Boucher c. Blake, Cassels & Graydon | 2025 QCCS 1528 |
COUR SUPÉRIEURE
CANADA
PROVINCE DE QUÉBEC
DISTRICT DE MONTRÉAL
Nº : 500-17-131631-247
DATE : 8 mai 2025
SOUS LA PRÉSIDENCE DE L’HONORABLE IAN DEMERS, J.C.S.
BERNARD BOUCHER
Demandeur
c.
BLAKE, CASSELS & GRAYDON, LLP
Défenderesse
JUGEMENT (nº
7)
SURVOL
- L’arbitrage joue un rôle important en droit québécois. Dans la plupart des matières, il a préséance sur le système judiciaire lorsque les parties ont conclu d’y recourir en vertu d’une convention d’arbitrage valide.
- Pendant plus de 20 ans, Me Bernard Boucher a été associé du cabinet d’avocats Blake, Cassels & Graydon, LLP. Leur relation était et est toujours régie par un contrat de société qui prévoit qu’en cas de différend quant à sa validité, son interprétation ou son application, les parties recourraient obligatoirement à l’arbitrage.
- Au cours de l’année dernière, Me Boucher a annoncé qu’il prendrait sa retraite et qu’il se joindrait au cabinet pour lequel il travaille actuellement. Il a demandé à Blakes de lui verser l’allocation de retraite prévue par le contrat de société. Au motif que Me Boucher se joignait à un cabinet qui le concurrençait directement, un motif prévu par le contrat de société, Blakes a refusé. Plutôt que de se prévaloir de l’arbitrage, Me Boucher a déposé une demande introductive d’instance à la Cour supérieure.
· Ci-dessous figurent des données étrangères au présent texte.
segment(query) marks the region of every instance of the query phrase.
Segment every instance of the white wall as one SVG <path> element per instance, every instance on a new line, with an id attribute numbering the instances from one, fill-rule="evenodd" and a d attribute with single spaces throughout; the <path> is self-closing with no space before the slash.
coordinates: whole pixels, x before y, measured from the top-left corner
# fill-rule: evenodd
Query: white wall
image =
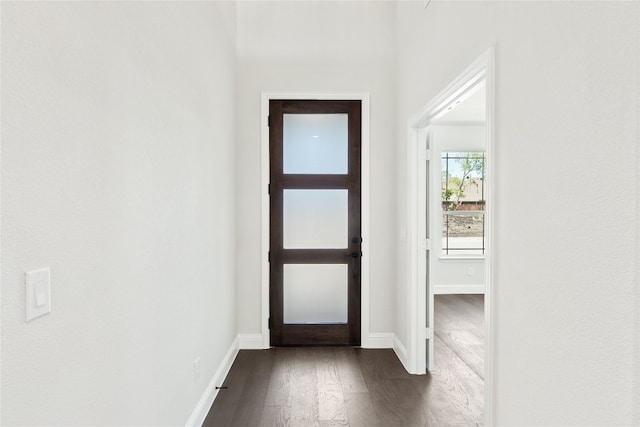
<path id="1" fill-rule="evenodd" d="M 184 425 L 234 342 L 234 14 L 3 2 L 4 425 Z"/>
<path id="2" fill-rule="evenodd" d="M 397 3 L 401 220 L 404 123 L 496 49 L 496 425 L 640 423 L 639 8 Z"/>
<path id="3" fill-rule="evenodd" d="M 391 2 L 238 2 L 238 327 L 259 334 L 262 91 L 370 92 L 371 332 L 394 329 L 395 95 Z"/>

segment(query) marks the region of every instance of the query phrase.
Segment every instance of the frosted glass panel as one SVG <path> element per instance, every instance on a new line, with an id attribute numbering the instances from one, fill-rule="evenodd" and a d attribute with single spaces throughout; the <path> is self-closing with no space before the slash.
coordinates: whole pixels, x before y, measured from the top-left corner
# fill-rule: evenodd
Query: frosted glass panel
<path id="1" fill-rule="evenodd" d="M 346 248 L 348 210 L 348 190 L 284 190 L 284 248 Z"/>
<path id="2" fill-rule="evenodd" d="M 347 323 L 346 264 L 285 264 L 284 323 Z"/>
<path id="3" fill-rule="evenodd" d="M 283 171 L 296 174 L 346 174 L 347 114 L 284 114 Z"/>

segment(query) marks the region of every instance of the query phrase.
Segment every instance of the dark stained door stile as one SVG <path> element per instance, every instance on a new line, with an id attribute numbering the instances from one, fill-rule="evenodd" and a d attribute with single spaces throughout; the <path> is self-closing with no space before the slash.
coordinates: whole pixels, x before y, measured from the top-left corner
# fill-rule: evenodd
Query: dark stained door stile
<path id="1" fill-rule="evenodd" d="M 283 114 L 344 114 L 348 116 L 348 173 L 345 175 L 284 174 Z M 272 346 L 360 345 L 361 305 L 361 102 L 271 100 L 270 152 L 270 333 Z M 285 189 L 348 190 L 346 249 L 284 249 Z M 346 324 L 285 324 L 284 264 L 347 264 Z"/>

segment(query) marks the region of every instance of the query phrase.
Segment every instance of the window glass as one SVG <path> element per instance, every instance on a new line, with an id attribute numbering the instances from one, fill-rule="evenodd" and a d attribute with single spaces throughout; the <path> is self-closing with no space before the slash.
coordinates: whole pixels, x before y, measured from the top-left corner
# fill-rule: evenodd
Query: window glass
<path id="1" fill-rule="evenodd" d="M 442 253 L 484 255 L 485 153 L 442 153 Z"/>

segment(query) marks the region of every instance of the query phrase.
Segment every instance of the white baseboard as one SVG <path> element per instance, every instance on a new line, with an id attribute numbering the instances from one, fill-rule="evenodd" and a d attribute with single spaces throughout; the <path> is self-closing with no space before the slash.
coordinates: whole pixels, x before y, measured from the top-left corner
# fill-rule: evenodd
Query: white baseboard
<path id="1" fill-rule="evenodd" d="M 400 363 L 402 363 L 404 369 L 407 372 L 411 373 L 411 366 L 409 366 L 409 355 L 407 353 L 407 348 L 400 342 L 395 334 L 393 335 L 393 351 L 396 353 L 396 356 L 398 356 L 398 359 L 400 359 Z"/>
<path id="2" fill-rule="evenodd" d="M 264 345 L 262 334 L 239 334 L 238 347 L 240 350 L 264 350 L 269 348 Z"/>
<path id="3" fill-rule="evenodd" d="M 224 382 L 224 379 L 227 377 L 229 370 L 231 369 L 231 365 L 235 360 L 238 354 L 238 338 L 231 343 L 231 347 L 227 351 L 227 354 L 224 356 L 222 363 L 218 366 L 216 373 L 214 374 L 211 382 L 205 389 L 200 401 L 196 405 L 193 413 L 189 417 L 189 421 L 187 421 L 187 427 L 201 427 L 204 419 L 207 417 L 209 410 L 211 409 L 211 405 L 213 405 L 213 401 L 218 395 L 218 390 L 216 387 L 221 385 Z"/>
<path id="4" fill-rule="evenodd" d="M 362 348 L 393 348 L 394 336 L 391 332 L 370 333 L 363 341 Z"/>
<path id="5" fill-rule="evenodd" d="M 433 293 L 435 295 L 484 294 L 484 285 L 435 285 Z"/>

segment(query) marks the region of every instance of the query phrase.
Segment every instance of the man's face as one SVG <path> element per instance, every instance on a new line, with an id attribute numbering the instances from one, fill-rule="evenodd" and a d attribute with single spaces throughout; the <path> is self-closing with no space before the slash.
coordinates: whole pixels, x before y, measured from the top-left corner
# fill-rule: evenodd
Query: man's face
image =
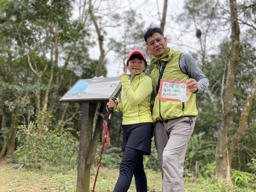
<path id="1" fill-rule="evenodd" d="M 166 38 L 158 33 L 154 33 L 147 39 L 147 49 L 155 57 L 162 55 L 167 49 Z"/>

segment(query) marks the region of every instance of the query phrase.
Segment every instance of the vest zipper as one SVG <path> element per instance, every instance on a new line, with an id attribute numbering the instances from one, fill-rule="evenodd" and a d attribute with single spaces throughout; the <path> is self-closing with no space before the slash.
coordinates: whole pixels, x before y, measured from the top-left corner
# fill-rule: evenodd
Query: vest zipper
<path id="1" fill-rule="evenodd" d="M 160 104 L 161 104 L 161 100 L 160 99 L 159 99 L 159 115 L 160 115 L 160 117 L 161 117 L 161 119 L 162 119 L 162 120 L 163 122 L 163 121 L 164 121 L 163 119 L 163 117 L 162 117 L 162 115 L 161 115 Z"/>
<path id="2" fill-rule="evenodd" d="M 184 114 L 184 108 L 185 108 L 185 104 L 184 102 L 182 102 L 182 111 L 183 111 L 183 114 Z"/>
En réponse, Blakes demande que l’affaire soit renvoyée à l’arbitre que les parties ont désigné ultérieurement.
- La demande de Blakes sera accueillie. Le Tribunal est tenu de donner effet à une clause d’arbitrage parfaite même si le différend porte sur des questions de fond purement juridiques. La validité de la clause invoquée par Blakes pour refuser de verser l’allocation de retraite devra être tranchée par l’arbitre même si, comme le plaide Me Boucher, il s’agit uniquement d’une question de droit dont l’issue est inévitable.
- La demande de Blakes soulève les questions en litige suivantes :
- Quel critère régit une demande de renvoi à l’arbitrage?
- La clause de non-concurrence du contrat de société est-elle arbitrable?
1. Quel critère régit une demande de renvoi à l’arbitrage?
- Le renvoi est approprié si la demande introductive d’instance a été déposée devant un tribunal autre que celui qui a compétence[1]. Selon certaines modalités qui n’ont pas d’incidence sur la présente affaire, la même règle s’applique lorsque les parties ont conclu une convention d’arbitrage.
- À la demande d’une partie, les tribunaux doivent renvoyer l’affaire à l’arbitrage[2]. La règle souffre deux exceptions, inapplicables dans la présente affaire : la compétence qui soulève une question de droit pure et la clause d’arbitrage inapplicable ou invalide[3].
- Contrairement à ce que plaide Me Boucher, les questions de fond ne constituent pas une troisième exception, qu’elles soient purement juridiques ou non. Sa prétention, qui ne repose sur aucune source, emprunte le raisonnement qui sous-tend l’exception relative à la compétence. Cependant, l’application de cette exception ne transfère pas la compétence de l’arbitre à la Cour supérieure. Elle permet plutôt de vider la question de la compétence dès la première occasion — la demande en renvoi — pour éviter aux parties d’en débattre à deux reprises. Dès que le débat dépasse la cadre des exceptions, le différend doit être renvoyé à l’arbitre. Conclure autrement diminuerait le rôle de l’arbitre dans le règlement des différends alors que le législateur lui a donné une place importante[4] et attribuerait erronément aux tribunaux la fonction de trancher un différend arbitrable.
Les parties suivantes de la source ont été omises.